Animals included in the treatment study of inducible Gpx4^−/− mice were equally distributed between sex and weight, with typically 8–10 weeks of age. The average weight within the groups was between 22 and 24 g. Groups were formed to have comparable numbers of females/males of the same age. Animal weight was arranged to have a similar distribution between females and males. For the pharmacological inhibitor experiments, CreER^T2;Gpx4^fl/fl mice were injected on day 1 and 3 with 0.5 mg TAM dissolved in Miglyol. On day 4, compound treatment was started (Liproxstatin-1: 10 mg kg⁻¹) along with vehicle control (1% dimethylsulphoxide (DMSO) in PBS). Liproxstatin-1 and vehicle control were administered once daily by i.p. injection. Survival analysis was performed using the GraphPad Prism software and statistical analysis was done according to the log-rank (Mantel–Cox) test. The compounds, vehicle and Liproxstatin-1, were both odourless and colourless ensuring no detectable bias. Injections and daily animal assessment were performed in a blinded fashion. When animals showed terminal signs, they were euthanized. No statistical method was used to predetermine sample size for the treatment of the Gpx4^−/− mice. Mice were kept under standard conditions with food and water ad libitum (ssniff). All experiments were performed in compliance with the German Animal Welfare Law and have been approved by the institutional committee on animal experimentation and the government of Upper Bavaria.

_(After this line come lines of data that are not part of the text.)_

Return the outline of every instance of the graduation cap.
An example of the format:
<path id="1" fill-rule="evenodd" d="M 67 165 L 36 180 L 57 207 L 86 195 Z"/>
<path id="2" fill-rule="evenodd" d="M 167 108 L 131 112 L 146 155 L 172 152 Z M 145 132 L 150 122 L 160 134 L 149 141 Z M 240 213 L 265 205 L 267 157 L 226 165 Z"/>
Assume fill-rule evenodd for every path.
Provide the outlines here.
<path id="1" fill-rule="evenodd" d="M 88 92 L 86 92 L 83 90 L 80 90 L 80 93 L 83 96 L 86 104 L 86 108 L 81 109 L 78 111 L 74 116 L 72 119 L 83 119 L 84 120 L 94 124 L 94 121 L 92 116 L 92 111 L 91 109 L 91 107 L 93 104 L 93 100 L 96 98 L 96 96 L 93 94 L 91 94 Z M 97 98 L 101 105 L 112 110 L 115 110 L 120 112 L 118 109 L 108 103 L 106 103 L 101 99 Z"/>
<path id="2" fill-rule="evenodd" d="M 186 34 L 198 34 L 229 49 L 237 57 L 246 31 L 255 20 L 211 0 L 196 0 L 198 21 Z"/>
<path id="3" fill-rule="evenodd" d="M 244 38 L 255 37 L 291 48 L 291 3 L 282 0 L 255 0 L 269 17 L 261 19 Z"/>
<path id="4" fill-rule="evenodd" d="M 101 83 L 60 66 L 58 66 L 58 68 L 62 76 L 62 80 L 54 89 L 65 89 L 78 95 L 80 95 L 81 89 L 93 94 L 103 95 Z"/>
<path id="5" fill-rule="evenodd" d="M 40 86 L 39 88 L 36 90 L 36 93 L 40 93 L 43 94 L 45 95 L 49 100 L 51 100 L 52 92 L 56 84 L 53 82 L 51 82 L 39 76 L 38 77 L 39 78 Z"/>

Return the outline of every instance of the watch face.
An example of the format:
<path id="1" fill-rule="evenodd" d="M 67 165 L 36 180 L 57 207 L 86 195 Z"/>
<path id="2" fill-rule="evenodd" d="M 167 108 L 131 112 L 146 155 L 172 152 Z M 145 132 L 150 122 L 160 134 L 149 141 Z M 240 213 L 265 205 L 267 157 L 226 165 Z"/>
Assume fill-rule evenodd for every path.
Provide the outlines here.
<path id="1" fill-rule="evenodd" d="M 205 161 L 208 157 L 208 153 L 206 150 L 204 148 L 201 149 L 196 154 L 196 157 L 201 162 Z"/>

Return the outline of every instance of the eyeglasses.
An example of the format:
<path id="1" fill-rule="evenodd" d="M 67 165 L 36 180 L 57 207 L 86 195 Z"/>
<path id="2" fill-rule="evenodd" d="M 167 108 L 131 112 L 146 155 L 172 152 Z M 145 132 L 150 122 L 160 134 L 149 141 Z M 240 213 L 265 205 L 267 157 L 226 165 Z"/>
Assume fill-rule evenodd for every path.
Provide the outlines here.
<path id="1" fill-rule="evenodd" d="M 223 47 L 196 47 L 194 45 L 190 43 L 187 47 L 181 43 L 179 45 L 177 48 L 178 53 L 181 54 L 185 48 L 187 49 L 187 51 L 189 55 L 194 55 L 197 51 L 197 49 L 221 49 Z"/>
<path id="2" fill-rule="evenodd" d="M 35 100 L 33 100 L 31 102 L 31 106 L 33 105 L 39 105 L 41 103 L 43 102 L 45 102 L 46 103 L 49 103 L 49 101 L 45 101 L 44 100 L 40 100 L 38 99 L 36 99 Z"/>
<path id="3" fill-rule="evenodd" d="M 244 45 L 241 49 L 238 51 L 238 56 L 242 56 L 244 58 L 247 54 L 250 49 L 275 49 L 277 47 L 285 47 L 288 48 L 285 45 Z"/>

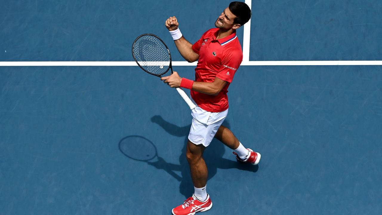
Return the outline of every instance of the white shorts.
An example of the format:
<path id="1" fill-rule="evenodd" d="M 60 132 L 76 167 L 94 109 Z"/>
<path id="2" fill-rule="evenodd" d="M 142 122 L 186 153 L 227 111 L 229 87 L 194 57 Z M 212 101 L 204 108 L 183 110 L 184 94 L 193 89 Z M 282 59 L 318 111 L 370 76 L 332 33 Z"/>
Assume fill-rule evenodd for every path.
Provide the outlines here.
<path id="1" fill-rule="evenodd" d="M 210 112 L 201 108 L 192 98 L 191 100 L 196 107 L 191 111 L 192 123 L 188 139 L 196 145 L 203 144 L 207 147 L 225 119 L 228 109 L 221 112 Z"/>

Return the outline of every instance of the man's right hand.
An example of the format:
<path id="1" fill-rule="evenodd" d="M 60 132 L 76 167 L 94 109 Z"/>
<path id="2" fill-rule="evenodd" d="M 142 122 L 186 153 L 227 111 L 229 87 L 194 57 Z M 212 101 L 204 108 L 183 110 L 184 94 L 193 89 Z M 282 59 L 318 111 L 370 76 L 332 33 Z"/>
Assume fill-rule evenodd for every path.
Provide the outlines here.
<path id="1" fill-rule="evenodd" d="M 175 16 L 170 16 L 170 18 L 167 19 L 167 20 L 166 20 L 165 24 L 166 27 L 170 31 L 178 29 L 178 26 L 179 25 L 178 20 Z"/>

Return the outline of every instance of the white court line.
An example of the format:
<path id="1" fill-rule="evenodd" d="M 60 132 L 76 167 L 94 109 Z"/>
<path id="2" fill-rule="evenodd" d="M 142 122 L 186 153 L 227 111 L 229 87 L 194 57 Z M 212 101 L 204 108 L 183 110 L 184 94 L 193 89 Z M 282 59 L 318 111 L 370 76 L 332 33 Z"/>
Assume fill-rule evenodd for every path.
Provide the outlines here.
<path id="1" fill-rule="evenodd" d="M 173 61 L 173 66 L 196 65 L 197 62 Z M 242 66 L 380 65 L 382 60 L 243 61 Z M 134 61 L 3 61 L 0 67 L 81 67 L 138 66 Z"/>
<path id="2" fill-rule="evenodd" d="M 251 8 L 252 0 L 245 0 Z M 379 65 L 382 60 L 320 60 L 250 61 L 251 20 L 243 26 L 243 59 L 242 66 L 337 66 Z M 173 66 L 196 65 L 197 62 L 173 61 Z M 137 66 L 134 61 L 14 61 L 0 62 L 0 67 L 9 66 Z"/>
<path id="3" fill-rule="evenodd" d="M 252 0 L 245 0 L 245 3 L 252 10 Z M 244 28 L 243 38 L 243 62 L 249 62 L 249 40 L 251 37 L 251 20 L 243 26 Z"/>

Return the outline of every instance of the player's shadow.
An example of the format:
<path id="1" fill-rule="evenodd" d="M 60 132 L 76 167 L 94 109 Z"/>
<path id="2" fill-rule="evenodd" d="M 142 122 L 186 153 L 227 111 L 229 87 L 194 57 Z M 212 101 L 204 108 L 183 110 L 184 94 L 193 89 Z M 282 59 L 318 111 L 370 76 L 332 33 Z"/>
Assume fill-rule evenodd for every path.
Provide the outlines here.
<path id="1" fill-rule="evenodd" d="M 160 126 L 171 135 L 185 137 L 183 143 L 184 146 L 179 156 L 180 165 L 167 163 L 164 160 L 160 161 L 157 163 L 149 163 L 149 164 L 158 169 L 163 169 L 166 171 L 168 171 L 169 170 L 180 171 L 181 174 L 181 179 L 180 181 L 180 191 L 181 194 L 184 195 L 186 197 L 187 197 L 194 192 L 194 186 L 190 175 L 189 168 L 186 158 L 186 145 L 188 141 L 188 133 L 191 125 L 190 124 L 182 127 L 179 127 L 167 122 L 159 116 L 152 117 L 151 118 L 151 121 Z M 228 122 L 225 122 L 223 124 L 227 128 L 230 128 L 229 124 Z M 259 168 L 258 166 L 238 163 L 236 161 L 235 156 L 233 155 L 231 159 L 223 158 L 225 151 L 225 148 L 231 150 L 229 148 L 226 147 L 220 141 L 214 138 L 204 151 L 203 157 L 208 168 L 209 180 L 215 176 L 218 168 L 237 169 L 253 172 L 257 171 Z M 174 176 L 173 174 L 171 175 Z M 178 178 L 176 178 L 176 177 L 175 178 L 179 181 Z"/>

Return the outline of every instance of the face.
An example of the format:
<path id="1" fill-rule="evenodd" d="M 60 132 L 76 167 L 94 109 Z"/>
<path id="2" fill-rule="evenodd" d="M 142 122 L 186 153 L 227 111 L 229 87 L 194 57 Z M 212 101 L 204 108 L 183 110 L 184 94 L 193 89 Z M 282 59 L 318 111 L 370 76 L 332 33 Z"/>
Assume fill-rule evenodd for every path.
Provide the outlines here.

Animal experiments (liver ischaemia/reperfusion)

Animals (C57BL/6J) for the liver ischaemia/reperfusion study were male mice between 8 and 10 weeks of age, typically between 22 and 24 g and purchased from Charles River. The animals were randomly distributed. Investigators performing the injections/surgeries were blinded. All animals were euthanized 24 h following transient ischaemia/reperfusion. The surgical procedure was performed as described elsewhere⁴⁴. In brief, C57BL/6J mice were narcotized with xylazine/ketamine and shaved at their front. After opening the abdominal cavity an atraumatic clip was placed across the portal vein, hepatic artery, and bile duct, just above branching to the right lateral lobe. After 90 min of ischaemia, the clamp was removed and the liver was reperfused. Blood and tissues were collected from anaesthetized animals after 24 h. Serum alanine aminotransferase (ALT) and aspartate aminotransferase (AST) were measured using a Dimension 1500 Vista Analyzer.

Data presentation and statistical analyses

Data are presented as mean ± s.d. unless stated otherwise. As a general rule for the cell-based experiments, the graphs show the mean ± s.d. of n = x wells (x values are given in the figure legends) representative of a single experiment performed independently y times (y value is given in figure legends) for reproducibility. Statistical analysis was performed using GraphPad Prism 5.0 software.